There were twelve children in all born to Jesse and Eliza Davis: Thomas Jefferson (February 29, 1836-1850); Kincheloe Kompton (October, 1838-1841); Frances Marie (1840) married Doctor McGahan; Warren (1842); Stephen Tippett (July 13,1844-April 3, 1919) married Sarah Jane Hodges December 26,1867; William (November 1845-1848); Louise Adaline (December, 1847) married Doctor Edward P. Belieu; Pelina (April or June 1849-July, 1849); George Tennelle (March 17, 1851-March 4, 1935 Roswell, New Mexico) married Ado Byron Wildy in 1888; Henry Carroll (August 9, 1853) married Addie Bouldin; John B. (March 1856-1858); Jesse William (1861-1864). Jesse Kincheloe received several allotments of land from the Republic of Texas for services to the Republic. He died at his home December 28, 1869 and was buried in the Gonzales Masonic Cemetery where the State of Texas placed a marker in 1936 in his honor. Eliza Davis died January 11, 1875 and was buried at his side. Naomi Dobson Mangum. (From The History of Gonzales County, Texas. Reprinted by permission of the Gonzales County Historical Commission).

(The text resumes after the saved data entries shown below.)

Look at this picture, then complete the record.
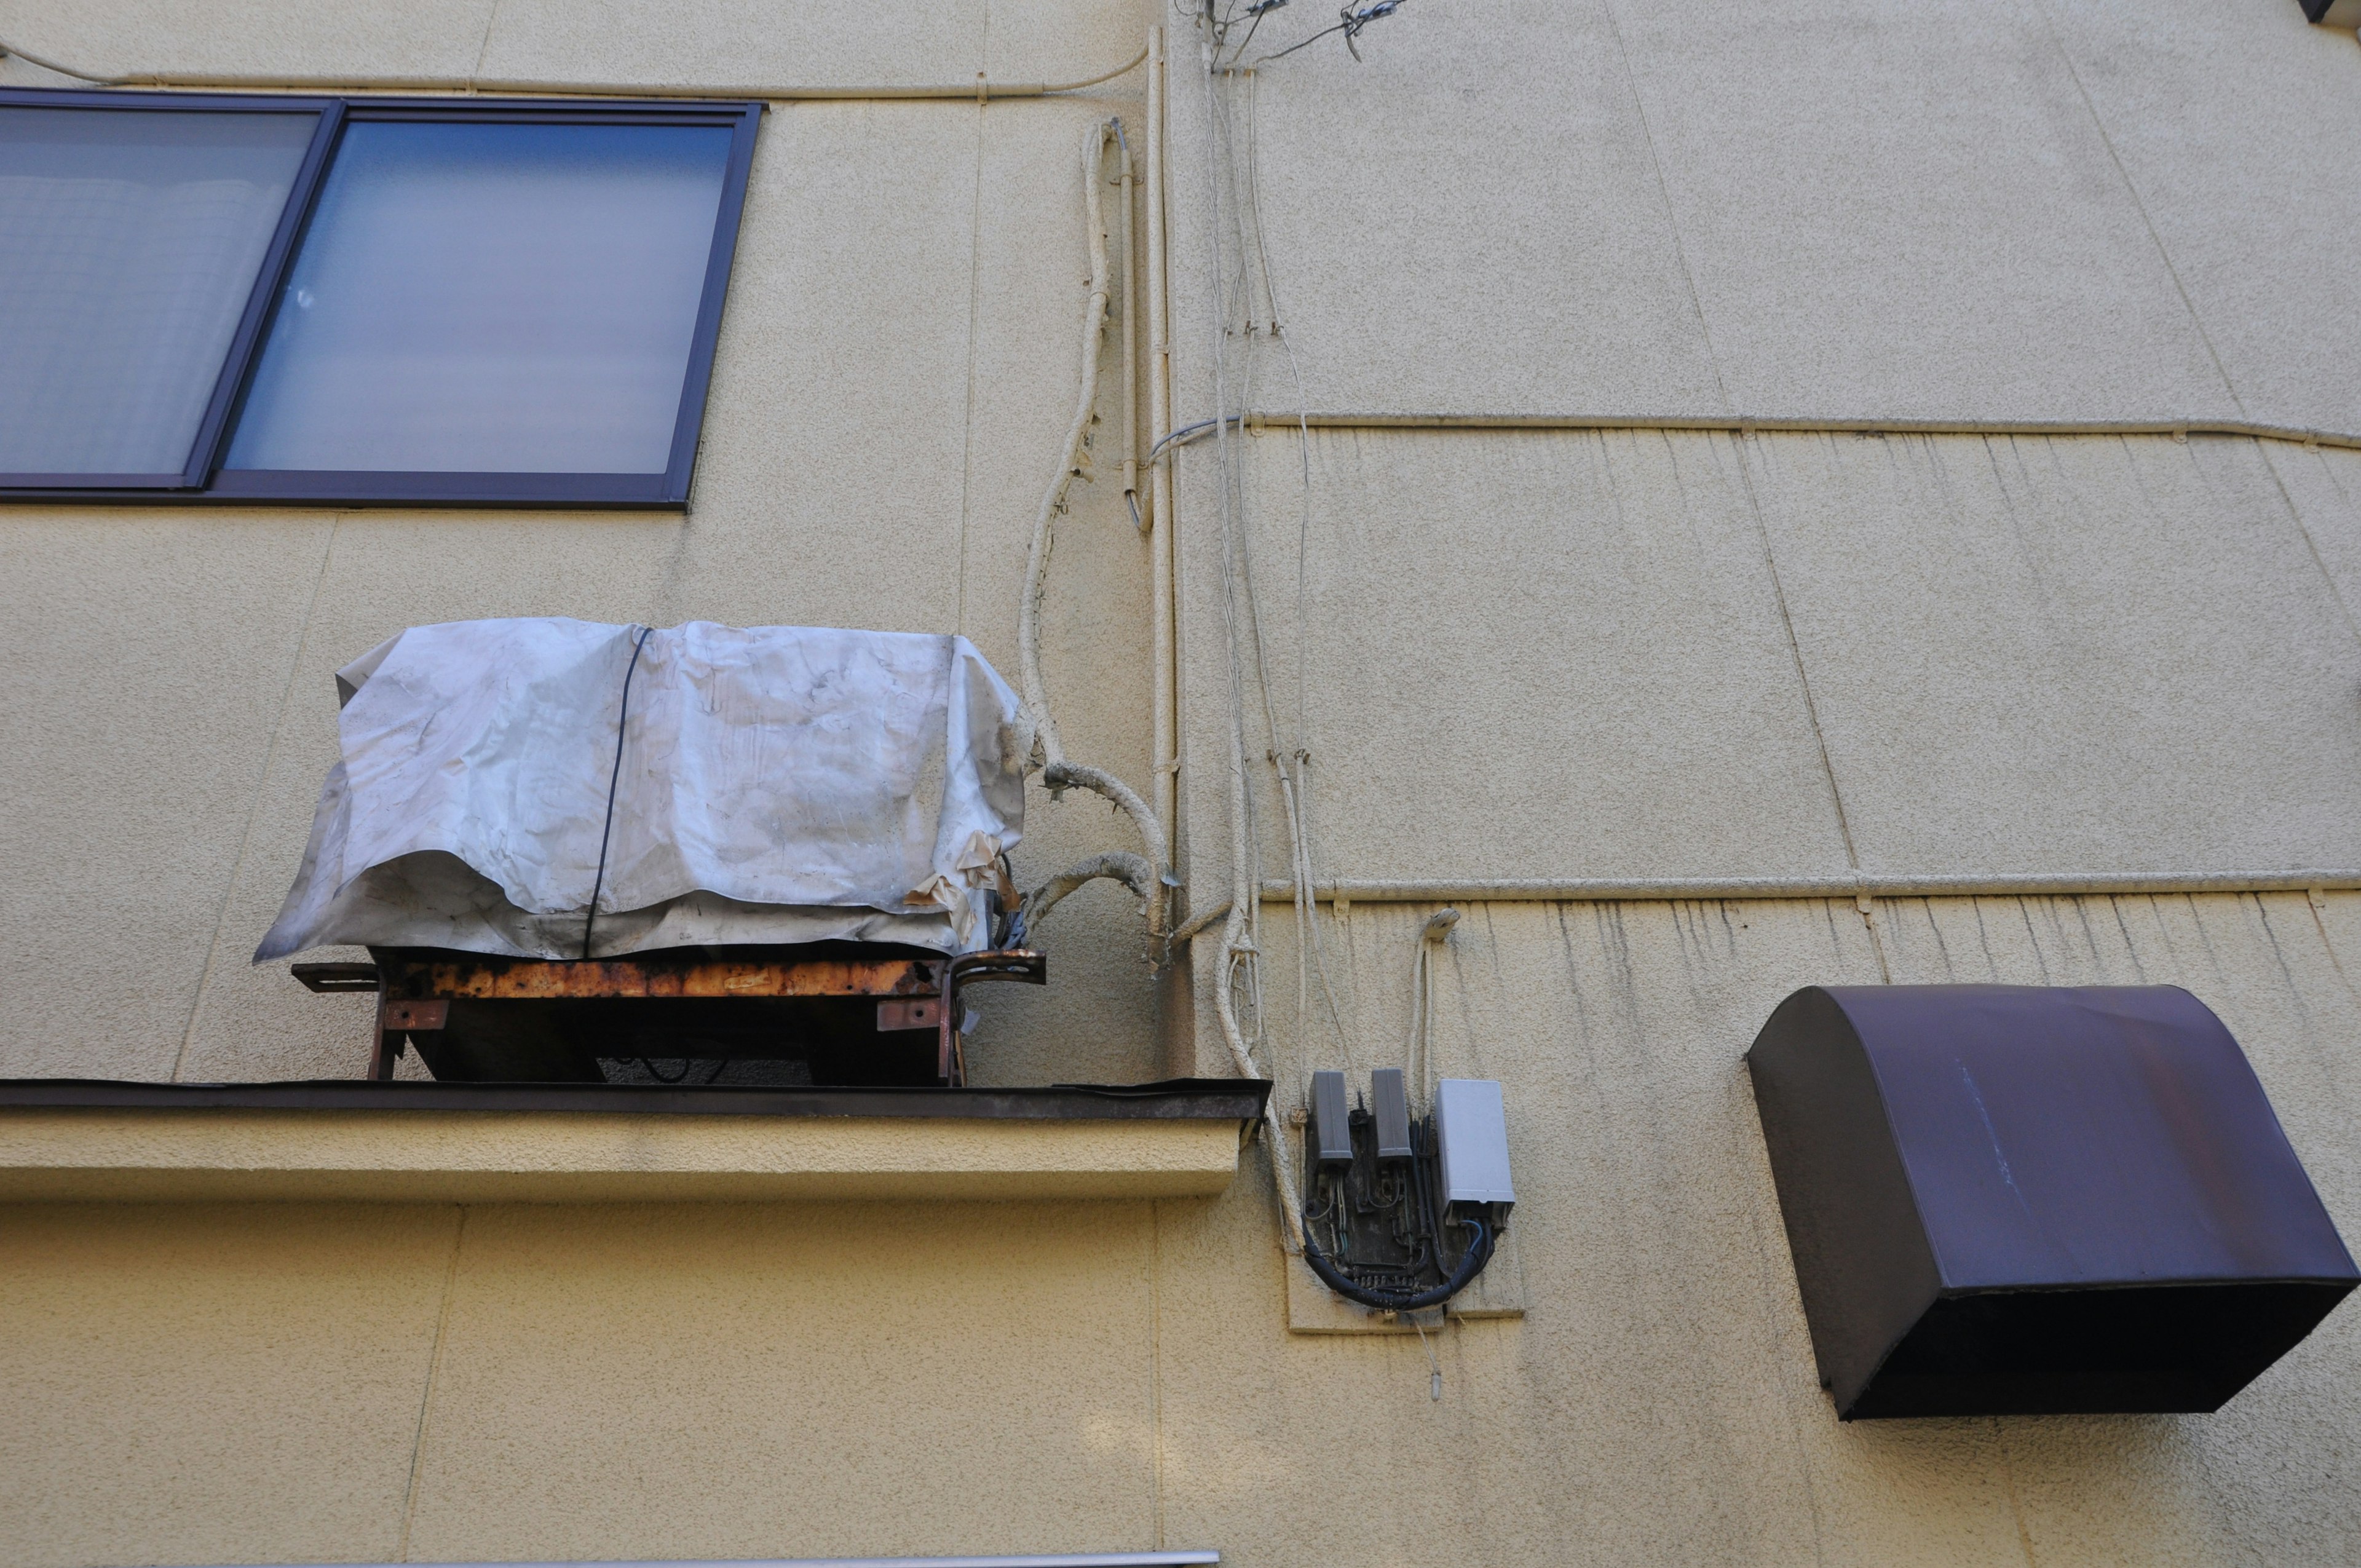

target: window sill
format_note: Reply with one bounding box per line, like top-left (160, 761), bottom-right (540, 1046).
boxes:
top-left (0, 1080), bottom-right (1267, 1203)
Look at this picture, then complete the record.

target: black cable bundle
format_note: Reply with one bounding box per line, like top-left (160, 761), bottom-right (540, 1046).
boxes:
top-left (1301, 1213), bottom-right (1494, 1312)
top-left (1299, 1111), bottom-right (1500, 1312)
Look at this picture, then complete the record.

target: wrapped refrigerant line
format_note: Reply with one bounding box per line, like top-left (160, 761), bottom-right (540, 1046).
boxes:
top-left (256, 617), bottom-right (1028, 964)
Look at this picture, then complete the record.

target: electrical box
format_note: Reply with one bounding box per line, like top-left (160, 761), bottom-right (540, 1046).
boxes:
top-left (1370, 1067), bottom-right (1414, 1160)
top-left (1434, 1078), bottom-right (1515, 1210)
top-left (1747, 984), bottom-right (2359, 1419)
top-left (1300, 1069), bottom-right (1509, 1309)
top-left (1309, 1069), bottom-right (1353, 1166)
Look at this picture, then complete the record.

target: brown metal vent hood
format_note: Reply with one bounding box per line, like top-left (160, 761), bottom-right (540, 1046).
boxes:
top-left (1746, 985), bottom-right (2357, 1420)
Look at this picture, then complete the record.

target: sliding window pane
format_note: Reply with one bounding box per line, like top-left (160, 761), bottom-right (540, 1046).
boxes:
top-left (0, 106), bottom-right (315, 477)
top-left (226, 121), bottom-right (733, 475)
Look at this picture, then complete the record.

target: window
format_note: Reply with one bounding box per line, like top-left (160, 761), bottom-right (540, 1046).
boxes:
top-left (0, 91), bottom-right (761, 506)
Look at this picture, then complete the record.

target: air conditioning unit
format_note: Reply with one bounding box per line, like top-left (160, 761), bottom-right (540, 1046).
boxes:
top-left (268, 617), bottom-right (1042, 1086)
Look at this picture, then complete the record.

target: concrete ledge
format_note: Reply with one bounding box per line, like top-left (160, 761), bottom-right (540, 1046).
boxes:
top-left (0, 1080), bottom-right (1265, 1203)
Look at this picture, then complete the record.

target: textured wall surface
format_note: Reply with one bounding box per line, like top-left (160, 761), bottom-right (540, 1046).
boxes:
top-left (1171, 0), bottom-right (2361, 428)
top-left (4, 0), bottom-right (2360, 1563)
top-left (4, 893), bottom-right (2358, 1567)
top-left (1173, 427), bottom-right (2361, 886)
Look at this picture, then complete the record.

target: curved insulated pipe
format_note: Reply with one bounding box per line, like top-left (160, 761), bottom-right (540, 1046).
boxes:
top-left (1021, 850), bottom-right (1157, 941)
top-left (1016, 119), bottom-right (1171, 925)
top-left (1016, 121), bottom-right (1116, 772)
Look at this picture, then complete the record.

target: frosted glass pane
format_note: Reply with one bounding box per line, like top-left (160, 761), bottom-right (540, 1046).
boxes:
top-left (0, 106), bottom-right (314, 476)
top-left (226, 122), bottom-right (732, 474)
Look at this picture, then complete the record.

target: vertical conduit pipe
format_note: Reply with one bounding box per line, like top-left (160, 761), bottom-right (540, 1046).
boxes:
top-left (1147, 27), bottom-right (1177, 860)
top-left (1120, 129), bottom-right (1140, 532)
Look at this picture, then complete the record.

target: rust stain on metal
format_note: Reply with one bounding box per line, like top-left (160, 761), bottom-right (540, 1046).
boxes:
top-left (877, 997), bottom-right (943, 1031)
top-left (384, 956), bottom-right (944, 1001)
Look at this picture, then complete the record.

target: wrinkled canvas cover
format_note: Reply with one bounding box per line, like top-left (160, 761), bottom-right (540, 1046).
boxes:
top-left (256, 619), bottom-right (1026, 961)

In 1932, Mrs. B. B. Hindman, daughter of Jesse Davis, of Cost, GonzalesCo, Texas wrote L. W. Kemp:

"Dear Mr. Kemp:  Here is the tale as it was told to me, during the battle father, Jesse K. Davis, had some trouble with his gun. He sat down on a fallen log to repair it. There was fighting every where and much noise and confusion. As he was hurriedly working with his gun, Deaf Smith yelled, "Look out Davis, that Mexican will get you."  Father whirled around grasping the barrel of his rifle. A Mexican officer was advancing on him with a drawn sword. He hit the Mexican a terrific blow on the side of the head and left him as he fell. He took the sword since it was better than a broken gun and on with the battle.  This sword is still in our family. My elders in telling this tale always remarked, "Deaf Smith, although he had married a Mexican woman was a mighty good soldier."  Jesse K. Davis fought in the Mexican war and was also a Confederate Veteran, though I do not know whether he ever left Texas, during the Civil War."